I have two tables in psql that I am trying to join based on certain attributes – they are very large – 17 M rows and 2.7 M rows respectively
mydb=> SELECT reltuples::bigint AS estimate FROM pg_class where relname='foo'; estimate ---------- 17087196 (1 row) mydb=> SELECT reltuples::bigint AS estimate FROM pg_class where relname='bar'; estimate ---------- 2763829 (1 row)
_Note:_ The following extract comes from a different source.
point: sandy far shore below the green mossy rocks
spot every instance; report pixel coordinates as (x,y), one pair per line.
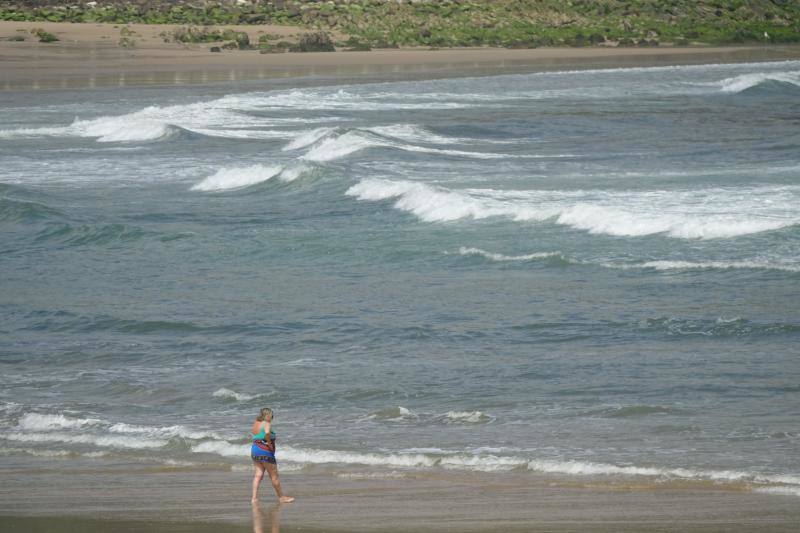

On both, I have created spatial indices with
CREATE INDEX foo_gix ON foo USING GIST (the_geom);
The query I am running is a point in polygon analysis based on data collected at historical time intervals – counting points in polygons when the timestamps on both tables match. Points are locations of mobile phone connections (bar_history
and bar
) and polygons are buffers around certain areas (foo_history
, foo
)
It looks like this:
select s.id, s.place_id, s.time, count(l.location) as total FROM foo_history as s LEFT JOIN foo as p ON s.place_id = p.id LEFT JOIN bar_history l ON ST_Contains(ST_Buffer(ST_Transform(ST_SetSRID(ST_Centroid(p.polygon), 4326), 32615), 100), ST_Transform(l.location, 32615)) LEFT JOIN bar ON bar.phone_id = l.id WHERE bar.network_id = 2 group by s.id LIMIT 5
This query returns results successfully in less than a few seconds. However, when I add join by timestamps:
select s.id, s.place_id, s.time, count(l.location) as total FROM foo_history as s LEFT JOIN foo as p ON s.place_id = p.id LEFT JOIN bar_history l ON ST_Contains(ST_Buffer(ST_Transform(ST_SetSRID(ST_Centroid(p.polygon), 4326), 32615), 100), ST_Transform(l.location, 32615)) LEFT JOIN bar ON bar.phone_id = l.id WHERE bar.network_id = 2 AND to_timestamp(floor((extract('epoch' from l.time::timestamp) / 600 )) * 600) = to_timestamp(floor((extract('epoch' from s.time::timestamp) / 600 )) * 600) group by s.id LIMIT 5
the query runs endlessly, even though nearly all of the timestamps will match each other from both tables. I am not a database expert and would appreciate any suggestions on how to speed up this query or add some kind of index that might speed it up.